Fiction: Cabaret Biarritz

Author: José C. Vales
-Ediciones Destino
-US Release Date: 01-01-2013
-Reviewed by:Félix Lizárraga
-Review Release:May 3rd, 2015

Cabaret Biarritz is José C. Vales’ second novel and received the 2015 Nadal Award for Best Novel. It is a whodunit in the Wilkie Collins tradition of casebook novels, using an intricate framing device: it is supposedly a collection of the “Biarritz interviews,” made by a fictional writer called Georges Miet and translated into Spanish by an equally fictitious Eliazer Marcos Inxausti, who also provides abundant footnotes. 

This framing device permits the author to tell the story in the voices and from the points of view of witnesses and participants in it, while at the same time the footnotes offer distance and humor. It also allows the reader to draw her/his own conclusions—like when a provincial bureaucrat mindlessly recites the list of possessions found in the room of a defunct person, and we realize before he does (well, he never does) that certain books and certain items of clothing indicate that the departed was not exactly what she seemed to be.

The novel also attempts to recreate life in turn-of the-century Biarritz at the end of the Belle Époque, a pleasure resort full of cabarets, bordellos, and underground casinos. To this effect, Vales even takes pains to imitate the turgid prose of the writers of this period and their obsession with female flesh.

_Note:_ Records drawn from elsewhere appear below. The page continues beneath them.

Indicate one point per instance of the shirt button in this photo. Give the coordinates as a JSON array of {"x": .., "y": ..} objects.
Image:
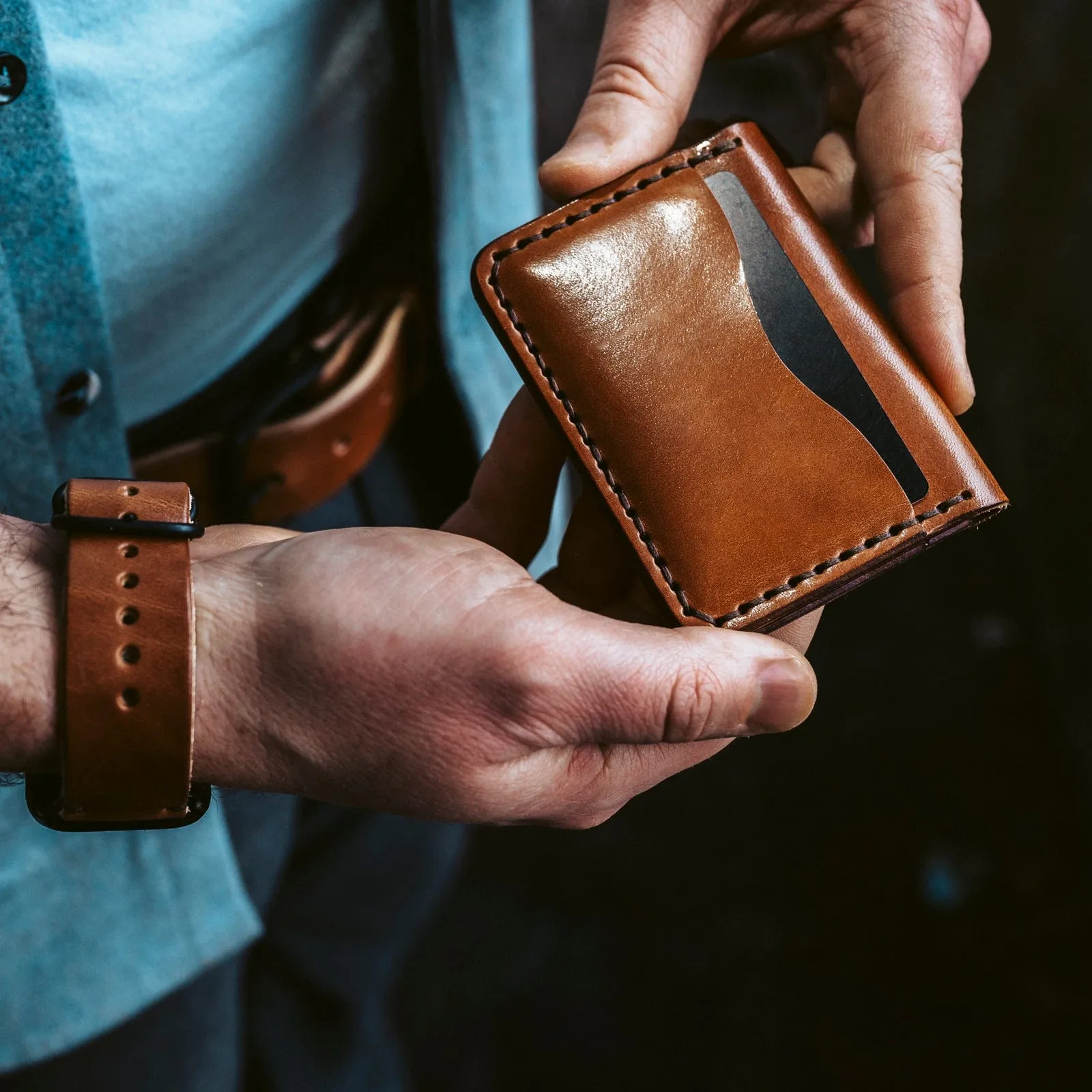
[
  {"x": 78, "y": 392},
  {"x": 12, "y": 78}
]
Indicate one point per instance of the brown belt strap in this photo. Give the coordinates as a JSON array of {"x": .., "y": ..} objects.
[{"x": 127, "y": 722}]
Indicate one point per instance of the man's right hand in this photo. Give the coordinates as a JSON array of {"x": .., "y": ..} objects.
[{"x": 426, "y": 673}]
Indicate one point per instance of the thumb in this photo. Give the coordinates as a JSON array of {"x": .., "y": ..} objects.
[
  {"x": 609, "y": 682},
  {"x": 647, "y": 71}
]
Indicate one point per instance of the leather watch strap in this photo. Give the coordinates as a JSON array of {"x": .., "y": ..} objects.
[{"x": 126, "y": 731}]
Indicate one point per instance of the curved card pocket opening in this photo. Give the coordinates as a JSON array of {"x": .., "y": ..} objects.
[
  {"x": 736, "y": 476},
  {"x": 804, "y": 339}
]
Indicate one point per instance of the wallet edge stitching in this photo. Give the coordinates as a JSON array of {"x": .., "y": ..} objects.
[{"x": 792, "y": 582}]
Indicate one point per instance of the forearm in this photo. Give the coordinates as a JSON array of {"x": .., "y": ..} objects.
[{"x": 30, "y": 581}]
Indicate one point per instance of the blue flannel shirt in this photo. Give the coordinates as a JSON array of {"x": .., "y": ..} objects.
[{"x": 96, "y": 928}]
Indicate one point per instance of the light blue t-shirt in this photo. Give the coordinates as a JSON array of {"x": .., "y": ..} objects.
[
  {"x": 96, "y": 928},
  {"x": 265, "y": 126}
]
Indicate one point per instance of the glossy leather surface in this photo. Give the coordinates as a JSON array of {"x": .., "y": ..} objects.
[{"x": 747, "y": 497}]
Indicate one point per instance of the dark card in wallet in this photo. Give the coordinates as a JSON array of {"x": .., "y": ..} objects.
[{"x": 758, "y": 431}]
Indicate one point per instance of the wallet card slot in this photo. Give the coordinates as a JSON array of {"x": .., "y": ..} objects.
[{"x": 804, "y": 339}]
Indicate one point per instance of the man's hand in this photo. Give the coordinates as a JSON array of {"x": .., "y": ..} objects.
[
  {"x": 427, "y": 674},
  {"x": 900, "y": 70}
]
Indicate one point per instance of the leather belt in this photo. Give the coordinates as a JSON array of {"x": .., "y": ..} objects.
[{"x": 300, "y": 444}]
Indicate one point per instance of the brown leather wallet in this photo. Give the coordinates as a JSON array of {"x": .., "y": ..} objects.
[
  {"x": 755, "y": 426},
  {"x": 126, "y": 730}
]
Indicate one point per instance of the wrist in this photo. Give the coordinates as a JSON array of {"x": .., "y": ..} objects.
[{"x": 32, "y": 560}]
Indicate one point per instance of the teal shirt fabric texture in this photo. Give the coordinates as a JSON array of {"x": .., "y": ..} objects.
[{"x": 96, "y": 928}]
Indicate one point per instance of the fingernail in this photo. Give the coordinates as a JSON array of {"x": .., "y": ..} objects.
[{"x": 786, "y": 693}]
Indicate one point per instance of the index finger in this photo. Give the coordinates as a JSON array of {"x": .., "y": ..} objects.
[{"x": 910, "y": 134}]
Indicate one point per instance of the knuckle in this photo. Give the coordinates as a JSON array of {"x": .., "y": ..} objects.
[
  {"x": 699, "y": 706},
  {"x": 587, "y": 819},
  {"x": 631, "y": 78}
]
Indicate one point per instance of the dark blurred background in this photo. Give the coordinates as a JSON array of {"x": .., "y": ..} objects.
[{"x": 898, "y": 895}]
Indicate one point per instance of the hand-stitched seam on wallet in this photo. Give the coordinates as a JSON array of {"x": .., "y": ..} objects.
[{"x": 642, "y": 531}]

All of this makes Cabaret Biarritz an attractive experiment for the reader. For starters, the novel revolves around the discovery of a dead body, that of a bookstore delivery girl called Aitzane Palefroi. She is found days after her death, in the water, naked and with her face eaten away by the fishes; nevertheless, everyone seems to know from the very beginning and without the shadow of a doubt that this is Aitzane Palefroi and no other. The means of her identification are never disclosed. 

I must confess that I spent a good half of the novel expecting that the faceless, decomposed corpse would turn out to be someone else’s, especially after it becomes apparent that the ring on her finger was worth a fortune and should not have been on the hand of a lowly bookstore employee. For this pivotal reason –and many others, I am afraid—Cabaret Biarritz is rather flawed as a whodunit.